I just arrived back from my trip to Flo-Ree-Da to see my mom.  I am truly, deeply, absolutely exhausted. 

How do I begin?  Where do I begin?  I don’t know. I don’t know.  Ah, yes.  I have so much to share.  I think I’ll tell my story with some rhythm and rhyme.   I’m not a very good songwriter, but the tune that keeps playing again and again in my mind is Andy Williams’ “Love Story.” (Are you old enough to remember that song?  I think Frank Sinatra sang it too.)  Here’s my semi-version:

Where do I begin,
To tell the story of my long weekend in Flo-ree-da,
The drawn out story of five days in Flo-ree-da,
It’s such a story that I thought I’d write a song,
I’d write a song.

I landed on Thursday,
My mom was not at home she was far, far away,
She’d fallen ill and was in rehab for a stay,
Her apartment, yes, it was locked and I had no key,
But, her nice neighbor let me in, she let me in.

I headed off to the rehab facility,
“Don’t get lost,” said mom’s neighbors E and E,
I did get lost, I did get lost, but then I found the place,
“Where is my mom?” I sweetly said to the nice nurse,
“She’s in the west wing,” she waved her hand at me and said go see.
I took a walk, I took a walk.

I found my mom, I found my mom,
I was so glad she was alright,
I smiled, then she hugged me very tight,
Her legs had given out and she was very weak,
Her mind was sharp,
She was not meek. She was not meek.

No Olive Garden dinners, no Chinese food to eat,
Instead I dined alone on matzoh ball soup and enjoyed a large black and white cookie for my treat.
I dined alone.
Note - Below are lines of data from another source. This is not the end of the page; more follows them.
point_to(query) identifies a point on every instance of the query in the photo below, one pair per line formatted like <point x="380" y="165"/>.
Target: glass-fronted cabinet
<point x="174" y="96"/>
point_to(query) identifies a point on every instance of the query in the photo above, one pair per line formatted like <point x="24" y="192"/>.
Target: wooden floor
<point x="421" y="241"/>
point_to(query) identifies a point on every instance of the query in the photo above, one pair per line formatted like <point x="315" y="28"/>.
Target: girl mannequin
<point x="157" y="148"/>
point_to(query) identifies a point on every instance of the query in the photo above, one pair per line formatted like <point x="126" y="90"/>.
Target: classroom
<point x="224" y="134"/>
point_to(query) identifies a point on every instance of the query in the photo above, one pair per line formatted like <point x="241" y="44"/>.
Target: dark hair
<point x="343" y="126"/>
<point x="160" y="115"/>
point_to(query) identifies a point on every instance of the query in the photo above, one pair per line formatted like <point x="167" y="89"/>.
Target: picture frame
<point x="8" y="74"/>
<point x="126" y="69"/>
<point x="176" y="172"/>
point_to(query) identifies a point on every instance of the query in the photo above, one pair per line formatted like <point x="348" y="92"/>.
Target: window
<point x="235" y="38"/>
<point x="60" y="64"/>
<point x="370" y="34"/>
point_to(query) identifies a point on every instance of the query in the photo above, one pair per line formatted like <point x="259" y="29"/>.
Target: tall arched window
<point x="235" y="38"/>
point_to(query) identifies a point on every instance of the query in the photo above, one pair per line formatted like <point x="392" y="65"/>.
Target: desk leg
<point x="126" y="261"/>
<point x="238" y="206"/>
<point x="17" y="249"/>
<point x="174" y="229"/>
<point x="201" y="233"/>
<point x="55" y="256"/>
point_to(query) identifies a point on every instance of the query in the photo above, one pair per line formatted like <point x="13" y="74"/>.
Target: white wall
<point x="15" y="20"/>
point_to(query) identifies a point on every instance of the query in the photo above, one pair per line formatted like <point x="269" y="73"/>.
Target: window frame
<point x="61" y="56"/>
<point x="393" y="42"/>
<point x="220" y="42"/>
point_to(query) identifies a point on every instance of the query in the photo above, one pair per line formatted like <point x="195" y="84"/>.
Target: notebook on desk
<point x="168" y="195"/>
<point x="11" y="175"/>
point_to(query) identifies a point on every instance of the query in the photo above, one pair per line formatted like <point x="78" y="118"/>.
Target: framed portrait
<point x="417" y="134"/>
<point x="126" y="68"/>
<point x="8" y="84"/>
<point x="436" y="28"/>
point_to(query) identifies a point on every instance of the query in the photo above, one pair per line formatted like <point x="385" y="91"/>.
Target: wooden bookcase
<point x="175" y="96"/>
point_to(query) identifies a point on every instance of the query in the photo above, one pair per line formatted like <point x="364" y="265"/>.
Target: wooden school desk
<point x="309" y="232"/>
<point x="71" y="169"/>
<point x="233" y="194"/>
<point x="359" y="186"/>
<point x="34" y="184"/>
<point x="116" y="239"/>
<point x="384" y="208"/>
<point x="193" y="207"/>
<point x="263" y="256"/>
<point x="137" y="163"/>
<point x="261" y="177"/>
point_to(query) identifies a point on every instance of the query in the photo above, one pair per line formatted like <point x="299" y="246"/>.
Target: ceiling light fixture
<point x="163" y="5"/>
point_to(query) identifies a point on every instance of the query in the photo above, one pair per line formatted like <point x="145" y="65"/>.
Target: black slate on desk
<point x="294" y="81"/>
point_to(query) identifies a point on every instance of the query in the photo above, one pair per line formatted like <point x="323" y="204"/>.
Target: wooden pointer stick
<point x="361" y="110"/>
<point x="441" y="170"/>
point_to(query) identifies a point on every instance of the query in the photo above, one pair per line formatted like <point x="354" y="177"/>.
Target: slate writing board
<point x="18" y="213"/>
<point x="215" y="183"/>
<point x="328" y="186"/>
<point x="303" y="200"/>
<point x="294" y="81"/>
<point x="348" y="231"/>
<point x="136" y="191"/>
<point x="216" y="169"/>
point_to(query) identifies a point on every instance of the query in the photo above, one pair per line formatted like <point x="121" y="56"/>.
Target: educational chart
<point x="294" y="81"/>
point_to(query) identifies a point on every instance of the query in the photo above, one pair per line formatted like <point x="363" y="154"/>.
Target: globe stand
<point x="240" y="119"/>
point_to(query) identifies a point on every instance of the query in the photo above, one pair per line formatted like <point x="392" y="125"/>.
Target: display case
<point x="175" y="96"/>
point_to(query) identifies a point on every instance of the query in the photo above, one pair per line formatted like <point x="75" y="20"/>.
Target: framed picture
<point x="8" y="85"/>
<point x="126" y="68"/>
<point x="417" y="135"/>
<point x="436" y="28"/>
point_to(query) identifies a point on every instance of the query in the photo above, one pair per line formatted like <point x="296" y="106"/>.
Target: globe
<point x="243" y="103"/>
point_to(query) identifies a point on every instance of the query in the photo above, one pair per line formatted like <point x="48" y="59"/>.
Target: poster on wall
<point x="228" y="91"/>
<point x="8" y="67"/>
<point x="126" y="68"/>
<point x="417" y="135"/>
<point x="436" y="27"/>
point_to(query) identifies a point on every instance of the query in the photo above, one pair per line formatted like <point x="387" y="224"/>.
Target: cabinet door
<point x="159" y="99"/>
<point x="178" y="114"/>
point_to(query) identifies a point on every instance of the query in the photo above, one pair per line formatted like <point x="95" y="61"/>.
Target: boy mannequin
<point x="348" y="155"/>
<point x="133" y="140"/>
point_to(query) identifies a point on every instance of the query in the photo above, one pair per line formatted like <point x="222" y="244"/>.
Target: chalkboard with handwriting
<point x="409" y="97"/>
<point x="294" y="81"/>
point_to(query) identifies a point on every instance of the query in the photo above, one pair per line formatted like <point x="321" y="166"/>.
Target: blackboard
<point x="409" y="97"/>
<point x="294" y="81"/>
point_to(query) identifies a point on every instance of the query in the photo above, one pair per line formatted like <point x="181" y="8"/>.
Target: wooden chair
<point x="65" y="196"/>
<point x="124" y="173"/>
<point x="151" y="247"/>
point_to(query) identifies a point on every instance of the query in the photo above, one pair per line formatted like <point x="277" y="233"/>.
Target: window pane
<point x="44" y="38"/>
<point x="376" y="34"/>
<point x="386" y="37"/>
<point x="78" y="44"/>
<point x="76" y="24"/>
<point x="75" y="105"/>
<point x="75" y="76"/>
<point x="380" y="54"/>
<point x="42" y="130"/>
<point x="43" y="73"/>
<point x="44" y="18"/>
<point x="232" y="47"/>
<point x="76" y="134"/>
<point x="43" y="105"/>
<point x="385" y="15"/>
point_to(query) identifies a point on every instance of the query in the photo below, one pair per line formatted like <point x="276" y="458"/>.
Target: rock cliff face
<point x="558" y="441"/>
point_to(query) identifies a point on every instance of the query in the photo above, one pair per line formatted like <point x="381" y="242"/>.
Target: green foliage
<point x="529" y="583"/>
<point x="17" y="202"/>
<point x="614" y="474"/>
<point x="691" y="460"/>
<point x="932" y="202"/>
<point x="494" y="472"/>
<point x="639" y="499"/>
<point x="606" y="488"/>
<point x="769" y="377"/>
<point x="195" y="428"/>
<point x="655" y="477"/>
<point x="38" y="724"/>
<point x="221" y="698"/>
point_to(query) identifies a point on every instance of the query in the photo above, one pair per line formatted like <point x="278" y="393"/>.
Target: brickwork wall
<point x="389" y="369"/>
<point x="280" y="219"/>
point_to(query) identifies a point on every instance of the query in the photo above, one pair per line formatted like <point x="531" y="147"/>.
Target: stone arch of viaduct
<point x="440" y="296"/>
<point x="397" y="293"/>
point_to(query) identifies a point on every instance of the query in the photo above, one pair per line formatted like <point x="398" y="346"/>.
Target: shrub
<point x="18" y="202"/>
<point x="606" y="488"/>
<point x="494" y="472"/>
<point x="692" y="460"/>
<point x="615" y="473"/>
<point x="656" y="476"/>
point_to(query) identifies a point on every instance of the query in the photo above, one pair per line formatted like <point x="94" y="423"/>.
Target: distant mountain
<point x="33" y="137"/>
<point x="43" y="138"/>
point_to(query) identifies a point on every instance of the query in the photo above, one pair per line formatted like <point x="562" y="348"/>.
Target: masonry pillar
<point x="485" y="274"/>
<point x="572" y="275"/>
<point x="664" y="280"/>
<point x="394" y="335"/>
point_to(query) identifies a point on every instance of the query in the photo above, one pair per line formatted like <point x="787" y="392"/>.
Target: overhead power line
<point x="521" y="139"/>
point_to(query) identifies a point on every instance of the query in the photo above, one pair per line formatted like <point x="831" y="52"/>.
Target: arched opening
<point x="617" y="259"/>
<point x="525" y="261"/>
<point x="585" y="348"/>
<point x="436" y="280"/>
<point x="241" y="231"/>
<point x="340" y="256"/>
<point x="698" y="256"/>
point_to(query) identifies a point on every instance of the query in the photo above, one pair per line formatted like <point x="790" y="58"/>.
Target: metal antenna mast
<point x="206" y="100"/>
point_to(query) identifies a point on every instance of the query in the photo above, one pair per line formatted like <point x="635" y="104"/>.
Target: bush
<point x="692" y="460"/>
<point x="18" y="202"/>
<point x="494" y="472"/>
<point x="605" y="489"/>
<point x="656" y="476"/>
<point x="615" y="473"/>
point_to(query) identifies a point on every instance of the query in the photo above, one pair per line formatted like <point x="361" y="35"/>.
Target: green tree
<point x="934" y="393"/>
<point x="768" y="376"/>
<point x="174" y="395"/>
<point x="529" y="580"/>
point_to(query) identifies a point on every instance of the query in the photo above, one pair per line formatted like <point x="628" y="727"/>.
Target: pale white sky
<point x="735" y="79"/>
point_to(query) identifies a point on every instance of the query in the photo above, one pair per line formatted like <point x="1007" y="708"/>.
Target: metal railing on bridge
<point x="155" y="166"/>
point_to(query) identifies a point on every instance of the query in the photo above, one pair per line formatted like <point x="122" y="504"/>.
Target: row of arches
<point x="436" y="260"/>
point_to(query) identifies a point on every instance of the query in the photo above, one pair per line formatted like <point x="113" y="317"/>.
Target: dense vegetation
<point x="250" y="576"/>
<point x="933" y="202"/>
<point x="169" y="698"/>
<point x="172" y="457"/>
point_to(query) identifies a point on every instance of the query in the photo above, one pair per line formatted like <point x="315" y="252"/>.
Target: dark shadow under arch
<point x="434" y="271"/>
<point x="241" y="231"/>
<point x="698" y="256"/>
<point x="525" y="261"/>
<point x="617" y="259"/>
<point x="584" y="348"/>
I dined alone.

I drove around to find the nearest Wal-Mart,
I drove around to Walgreens too,
I tried to buy two high-top seats for her pot-tees.
When darkness came, I wished instead I had some vodka and hot tod-dees.
I went to bed, I went to bed.

“What are the plans?” said social worker B, “what are the plans, today, today?
“Assisted living, nursing home, home care, or your house…is that okay?
“How will your mom survive alone?”
No, no, no, I did not like her tone, her tone.

“No, no, no,” I said as the tears came to my eyes.
“My mom will not only survive, survive.
“With your occupational and physical therapy I know she’ll thrive.”
I know she’ll thrive.  I know she’ll thrive.

I drove around to find the nearest Wal-Mart,
I drove around to Walgreens too,
I tried to return the high-top seats for her pot-tees.
When darkness came, I wish instead I had some vodka and hot tod-dees.
I went to bed, I went to bed.

Home health aids, insurance, CVS, Arthurs Medi-shop, I made the calls,
The only spot I missed was Coral Springs and a few such other malls
Deeds, living wills, other documents I searched them out,
By the end of the weekend all I wanted to do was shout.
I wanted to shout.  I wanted to shout.

“My mom is smart, my mom is great.”
She’ll be walking better soon.  Just you wait, just you wait.

I packed my bags and said good-bye to my dear ma,
Your tanless daughter must say adieu to Flo-ree-da,
I’ll see you soon, I will return,
Meantime, you be good and stay stern,
Make sure they take good care of you,
Yes, do your therapy and eat well too,

I’ll be back soon.  I promise that,
By then you’ll be back in your home flat.
I love you so.  I always will.
Rest assured my sister N and I will never leave you over the hill,
Your new tv it will be fixed, as will the window that the lightening has nixed
I’ll search high and low to find you some new pot-tees,
But, most importantly,  we’ll really celebrate with a jug full of vodka tod-dees,
We’ll celebrate with vodka tod-dees. We’ll celebrate with vodka tod-dees.